No passado dia 25 de janeiro, pelo nevoeiro da manhã, seguimos com o Dr. Diogo da nossa Quinta rumo a Viseu, a convite das técnicas do programa Viseu Educa, Carla Leitão e Vilma Silvestre. Uma vez chegados a Viseu entrámos numa escola que parecia estar deserta e passado pouco tempo fomos convidados a subir ao 1º andar da escola para irmos à biblioteca onde iria decorrer a palestra. Uma vez instalados no nosso pequeno palco as pessoas foram entrando e a plateia começou-se a formar e rapidamente estávamos perante cerca de 30/40 alunos do 8º e do 9º ano, e uma dúzia de professores. Iniciámos a palestra com uma introdução mostrando um vídeo da nossa “casa” com a intenção de mostrar aos jovens e aos professores o que é ART. De seguida, o Francisco iniciou o seu discurso dando o seu testemunho como jovem com um passado de risco e de consumos. De seguida a Graciana fez o mesmo e por fim fi-lo eu.

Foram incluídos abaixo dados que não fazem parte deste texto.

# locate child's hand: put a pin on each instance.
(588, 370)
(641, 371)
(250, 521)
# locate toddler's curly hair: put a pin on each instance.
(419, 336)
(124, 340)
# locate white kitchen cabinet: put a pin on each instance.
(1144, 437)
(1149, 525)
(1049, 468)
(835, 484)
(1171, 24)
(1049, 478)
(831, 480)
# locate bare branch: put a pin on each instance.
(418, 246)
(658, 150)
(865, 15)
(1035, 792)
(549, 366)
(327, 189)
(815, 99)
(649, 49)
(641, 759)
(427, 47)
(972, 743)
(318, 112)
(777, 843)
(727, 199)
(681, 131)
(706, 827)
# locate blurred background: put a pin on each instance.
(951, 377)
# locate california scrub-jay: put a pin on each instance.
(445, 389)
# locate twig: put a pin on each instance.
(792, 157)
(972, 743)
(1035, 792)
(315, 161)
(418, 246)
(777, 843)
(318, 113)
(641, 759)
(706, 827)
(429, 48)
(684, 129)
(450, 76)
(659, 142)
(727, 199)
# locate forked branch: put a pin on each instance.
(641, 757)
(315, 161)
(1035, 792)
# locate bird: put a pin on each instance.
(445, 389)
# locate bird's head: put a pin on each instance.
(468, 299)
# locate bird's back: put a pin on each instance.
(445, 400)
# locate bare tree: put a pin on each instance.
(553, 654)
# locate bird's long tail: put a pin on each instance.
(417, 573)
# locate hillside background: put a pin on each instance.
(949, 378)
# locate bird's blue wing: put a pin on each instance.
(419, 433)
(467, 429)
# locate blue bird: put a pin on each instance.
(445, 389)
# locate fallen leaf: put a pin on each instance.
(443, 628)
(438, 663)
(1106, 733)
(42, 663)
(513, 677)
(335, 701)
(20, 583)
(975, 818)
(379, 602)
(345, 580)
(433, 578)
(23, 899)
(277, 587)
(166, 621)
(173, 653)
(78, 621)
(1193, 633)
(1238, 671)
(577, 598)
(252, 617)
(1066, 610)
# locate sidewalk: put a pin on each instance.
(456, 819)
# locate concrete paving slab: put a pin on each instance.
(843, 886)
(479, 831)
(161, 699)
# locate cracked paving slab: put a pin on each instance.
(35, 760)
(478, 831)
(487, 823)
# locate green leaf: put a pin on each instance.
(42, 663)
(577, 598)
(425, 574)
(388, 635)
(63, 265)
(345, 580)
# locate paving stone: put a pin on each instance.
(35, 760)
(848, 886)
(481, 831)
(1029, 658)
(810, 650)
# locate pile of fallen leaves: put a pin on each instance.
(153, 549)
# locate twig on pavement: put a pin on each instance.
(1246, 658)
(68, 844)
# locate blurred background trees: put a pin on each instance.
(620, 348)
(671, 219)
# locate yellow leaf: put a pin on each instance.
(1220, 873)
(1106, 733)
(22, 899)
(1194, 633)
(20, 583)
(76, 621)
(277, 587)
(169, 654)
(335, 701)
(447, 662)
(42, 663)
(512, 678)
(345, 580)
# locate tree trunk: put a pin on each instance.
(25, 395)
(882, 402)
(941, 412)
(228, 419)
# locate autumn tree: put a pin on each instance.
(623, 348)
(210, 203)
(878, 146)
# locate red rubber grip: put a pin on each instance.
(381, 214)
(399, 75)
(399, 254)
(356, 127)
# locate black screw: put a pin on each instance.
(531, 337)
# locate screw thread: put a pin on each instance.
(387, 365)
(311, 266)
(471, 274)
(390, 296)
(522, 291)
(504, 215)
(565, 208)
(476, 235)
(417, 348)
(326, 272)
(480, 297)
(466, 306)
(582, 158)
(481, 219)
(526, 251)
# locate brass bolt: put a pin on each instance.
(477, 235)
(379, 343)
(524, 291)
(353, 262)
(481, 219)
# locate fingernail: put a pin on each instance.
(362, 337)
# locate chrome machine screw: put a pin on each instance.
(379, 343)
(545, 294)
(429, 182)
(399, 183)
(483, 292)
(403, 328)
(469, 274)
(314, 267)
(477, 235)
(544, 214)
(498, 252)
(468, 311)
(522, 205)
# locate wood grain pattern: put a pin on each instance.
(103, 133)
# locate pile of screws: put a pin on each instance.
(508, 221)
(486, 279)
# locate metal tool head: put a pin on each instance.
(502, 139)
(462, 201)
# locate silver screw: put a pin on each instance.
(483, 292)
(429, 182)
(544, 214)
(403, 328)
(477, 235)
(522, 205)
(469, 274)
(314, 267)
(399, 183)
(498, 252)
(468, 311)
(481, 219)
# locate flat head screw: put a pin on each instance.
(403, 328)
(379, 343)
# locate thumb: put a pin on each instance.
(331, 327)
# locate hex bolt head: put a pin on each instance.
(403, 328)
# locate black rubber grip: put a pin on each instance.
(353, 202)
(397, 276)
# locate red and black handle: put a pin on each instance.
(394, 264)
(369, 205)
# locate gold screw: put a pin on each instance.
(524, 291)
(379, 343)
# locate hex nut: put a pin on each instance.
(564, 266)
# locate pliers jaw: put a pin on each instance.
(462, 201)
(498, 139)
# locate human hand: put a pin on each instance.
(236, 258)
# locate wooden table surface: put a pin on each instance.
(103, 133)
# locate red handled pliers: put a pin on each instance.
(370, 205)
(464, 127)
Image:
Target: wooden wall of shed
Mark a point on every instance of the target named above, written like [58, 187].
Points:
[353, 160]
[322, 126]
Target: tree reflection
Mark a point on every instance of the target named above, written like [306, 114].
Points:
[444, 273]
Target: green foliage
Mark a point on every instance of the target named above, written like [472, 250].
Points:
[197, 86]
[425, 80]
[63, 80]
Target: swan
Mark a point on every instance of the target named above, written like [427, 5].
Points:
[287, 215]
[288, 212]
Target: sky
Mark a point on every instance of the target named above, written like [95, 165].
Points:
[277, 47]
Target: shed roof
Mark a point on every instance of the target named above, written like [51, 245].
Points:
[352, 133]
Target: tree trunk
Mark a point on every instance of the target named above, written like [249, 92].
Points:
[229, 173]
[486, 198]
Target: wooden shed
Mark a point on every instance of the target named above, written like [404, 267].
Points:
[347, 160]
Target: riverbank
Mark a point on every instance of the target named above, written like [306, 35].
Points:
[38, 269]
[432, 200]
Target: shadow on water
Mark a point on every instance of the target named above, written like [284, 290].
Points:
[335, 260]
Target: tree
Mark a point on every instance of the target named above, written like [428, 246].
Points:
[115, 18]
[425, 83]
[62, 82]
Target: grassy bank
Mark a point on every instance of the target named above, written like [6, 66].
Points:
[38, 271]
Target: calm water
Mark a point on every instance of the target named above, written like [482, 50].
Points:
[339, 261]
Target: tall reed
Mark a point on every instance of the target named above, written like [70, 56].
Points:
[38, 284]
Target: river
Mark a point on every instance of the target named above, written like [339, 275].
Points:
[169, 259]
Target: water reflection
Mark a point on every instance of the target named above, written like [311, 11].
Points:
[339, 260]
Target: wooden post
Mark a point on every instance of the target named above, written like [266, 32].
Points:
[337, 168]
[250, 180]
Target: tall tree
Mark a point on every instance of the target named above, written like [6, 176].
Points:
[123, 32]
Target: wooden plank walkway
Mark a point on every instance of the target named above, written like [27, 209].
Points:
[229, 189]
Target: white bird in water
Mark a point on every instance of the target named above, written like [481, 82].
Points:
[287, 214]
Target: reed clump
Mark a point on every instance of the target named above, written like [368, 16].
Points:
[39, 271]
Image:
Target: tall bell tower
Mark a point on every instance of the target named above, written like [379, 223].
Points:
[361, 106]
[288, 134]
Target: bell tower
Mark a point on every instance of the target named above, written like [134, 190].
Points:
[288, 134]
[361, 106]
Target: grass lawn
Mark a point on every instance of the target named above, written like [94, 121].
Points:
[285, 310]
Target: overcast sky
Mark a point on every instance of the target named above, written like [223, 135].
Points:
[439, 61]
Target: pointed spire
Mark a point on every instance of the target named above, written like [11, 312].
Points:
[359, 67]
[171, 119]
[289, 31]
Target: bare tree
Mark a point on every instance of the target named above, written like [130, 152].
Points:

            Do meu ponto de vista, achei que os jovens estudantes ficaram estupefatos com o nosso testemunho. Muitos deles, a meu ver, não tinham noção do que era uma droga, uma dependência; muito menos achavam possível um jovem adolescente ser toxicodependente e praticar crimes do mais banal ao mais horrendo. Uma vez terminada, alguns jovens ficaram para nos cumprimentar e ofereceram-nos um caixote cheio de livros para a nossa biblioteca. Outros tantos jovens choraram talvez por pena, por medo e receio, não sei… para além dos jovens alunos, algumas professores revelaram-se tocados e emocionados, pediram-nos conselhos, fizeram perguntas e agradeceram muito o nosso testemunho.

            Da parte da tarde, fomos para uma escola com outro tipo de público, de outra faixa etária. Então, desta vez num auditório iniciamos a nossa palestra. Desta vez, com mais jovens presentes, cerca de 75, comecei eu a falar contando grande parte da minha vida e dando os meus conselhos e testemunho enquanto ex-jovem em risco e ex-consumidor. Seguidamente, a Graciana e o Francisco. Desta vez, fomos atacados com muitas perguntas. Era notável que estávamos perante jovens menos infantis e jovens mais curiosos. Acabámos a nossa missão com um discurso do nosso psicólogo Dr. Diogo, no qual foi notável o espanto dos alunos e no qual o Dr. deu, com razão, relevância à importância das escolhas, das companhias e do estudo. Pelo contrário, mostrou aos jovens através de sábias palavras a problemática que é o abandono escolar, o consumo e o crime. Uma vez terminada, foram vários os jovens que vieram ao nosso encontro, muitos comovidos, outros tantos com ar de desprezo para com o tema.

           Mas, nisto tudo, veio ao nosso encontro uma jovem muito comovida a pedir ajuda para o seu irmão que pelo que nos contou está “embarcado” neste mundo horrível que são as drogas e o crime.

       É bom saber, como diz o Dr. Diogo, que pelo menos uma pessoa captou o nosso discurso e o interiorizou, se bem que, felizmente, foram mais os que o fizeram.Esta foi sem dúvida uma fantástica experiência que jamais esquecerei e que quero poder fazer de preferência a minha vida toda, porque é aliciante e gratificante poder ajudar e contribuir para um futuro melhor e para mais vidas saudáveis, felizes e menos vidas destruídas e infelizes. Esta foi uma, senão o melhor, a nível terapêutico que tive na ART. Espero repetir e agradeço do fundo do coração a quem me permitiu ter esta experiência.